BBSRC MIBTP - A system biology approach to study mechanisms of response to anthropogenic stress in aquatic ecosystems using Daphnia as emerging model system

The decline of water quality due to anthropogenic changes (e.g. climate change, land use, sewage inflow, chemical pollution) is a recognized threat to ecosystem services and to the economy. However, the causes and effects of such changes occur over many decades, and are therefore difficult to measure and hence difficult to regulate. The growing application of genomics to species with well-studied ecologies has helped to identify mechanisms of adaptation, including variation in gene regulatory regions, genic polymorphism and copy number variation [1]. However, we have yet to understand the mechanisms of adaptation of natural species to anthropogenic stress. This limits our ability to assess the resilience of natural systems to human-driven changes, with severe implication for ecosystem services and the economy. Accurate measurements of the effects of human driven changes on natural populations and communities is critical for gauging the effects of ecological drift, anthropogenic or otherwise, on biodiversity. To date, such changes have been poorly documented, owing, in part, to the paucity of datasets spanning long periods of time (e.g. several decades or centuries). To design a study across the time-span of multiple human careers, we propose a revolutionary approach that dramatically advances the state-of-the-art to generate longitudinal data within the scope of a single research project. Propagules from sedimented biological archives offer the unique opportunity to go beyond time-scales determined by human life- and career-spans [2]. Stratified banks can be sampled (cored) preserving their temporal arrangements and accurately dated, thereby aligning their local population and community histories to known changes in the environment, or to environmental changes inferred from analyses of the sediments or soils. Species of the genus Daphnia are by far the best studied metazoans in the practise of "resurrection ecology" (study of evolutionary and ecological features of animals hatched from resting stages)[3]. They are keystone species (playing a central role in food-webs) in still water environments and sentinel species for water quality (this species has been used for decades in ecotoxicology to test water quality), as well as key models in the study of adaptive responses to environmental change[4,5].
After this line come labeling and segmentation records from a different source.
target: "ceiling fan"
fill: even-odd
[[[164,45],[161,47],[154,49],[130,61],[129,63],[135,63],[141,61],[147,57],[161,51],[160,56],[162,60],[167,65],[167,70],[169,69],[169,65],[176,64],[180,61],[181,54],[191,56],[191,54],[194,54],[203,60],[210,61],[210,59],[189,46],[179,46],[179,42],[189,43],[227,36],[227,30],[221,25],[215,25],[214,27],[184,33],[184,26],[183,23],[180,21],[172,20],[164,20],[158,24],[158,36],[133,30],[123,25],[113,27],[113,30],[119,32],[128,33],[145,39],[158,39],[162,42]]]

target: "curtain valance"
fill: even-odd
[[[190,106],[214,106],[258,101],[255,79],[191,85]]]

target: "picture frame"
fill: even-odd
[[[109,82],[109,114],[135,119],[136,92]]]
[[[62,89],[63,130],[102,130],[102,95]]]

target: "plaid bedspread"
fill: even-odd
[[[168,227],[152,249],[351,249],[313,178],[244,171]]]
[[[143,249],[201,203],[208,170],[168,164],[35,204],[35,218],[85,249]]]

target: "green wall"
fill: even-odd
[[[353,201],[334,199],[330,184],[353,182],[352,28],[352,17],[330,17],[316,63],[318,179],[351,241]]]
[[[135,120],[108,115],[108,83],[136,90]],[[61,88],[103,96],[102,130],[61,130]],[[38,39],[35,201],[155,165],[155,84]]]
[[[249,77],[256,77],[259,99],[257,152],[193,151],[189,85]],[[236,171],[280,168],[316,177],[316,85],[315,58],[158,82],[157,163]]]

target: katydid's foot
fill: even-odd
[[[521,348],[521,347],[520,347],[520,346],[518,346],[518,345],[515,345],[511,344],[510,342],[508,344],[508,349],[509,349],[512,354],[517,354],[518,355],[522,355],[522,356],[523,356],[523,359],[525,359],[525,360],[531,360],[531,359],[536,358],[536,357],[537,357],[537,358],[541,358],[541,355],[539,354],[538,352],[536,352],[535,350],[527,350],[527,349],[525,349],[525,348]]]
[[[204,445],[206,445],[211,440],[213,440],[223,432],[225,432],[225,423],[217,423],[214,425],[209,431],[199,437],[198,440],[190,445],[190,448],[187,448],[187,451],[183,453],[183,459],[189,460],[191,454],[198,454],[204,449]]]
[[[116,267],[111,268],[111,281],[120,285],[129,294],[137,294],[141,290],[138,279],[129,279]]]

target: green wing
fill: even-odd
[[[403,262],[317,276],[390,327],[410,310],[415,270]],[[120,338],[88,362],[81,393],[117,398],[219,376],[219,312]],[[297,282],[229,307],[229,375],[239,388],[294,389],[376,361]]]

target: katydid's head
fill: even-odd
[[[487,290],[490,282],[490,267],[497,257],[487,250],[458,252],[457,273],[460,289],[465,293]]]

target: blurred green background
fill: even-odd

The main objective of this project is to identify mechanisms of adaption to anthropogenic stress to identify environmental tipping points for key European water bodies. To meet this goal the current project will identify the types of structural variation (gene polymorphism, CNV, inversions, gain/loss of alleles) and gene networks that are the most frequent targets of natural selection. By comparing the evolutionary trajectory of alleles in different genetic backgrounds (originating from different locations in Europe), the targets of selection and their temporal trajectories will be assesed and repeatability of evolutionary dynamics assessed. In addition, the contribution of individual variants to adaptation will be stablished. Trans-generational data will be obtained by studying animals resurrected from biological archives with known history of past exposure to specific anthropogenic stressors (e.g. eutrophication resulting from land use).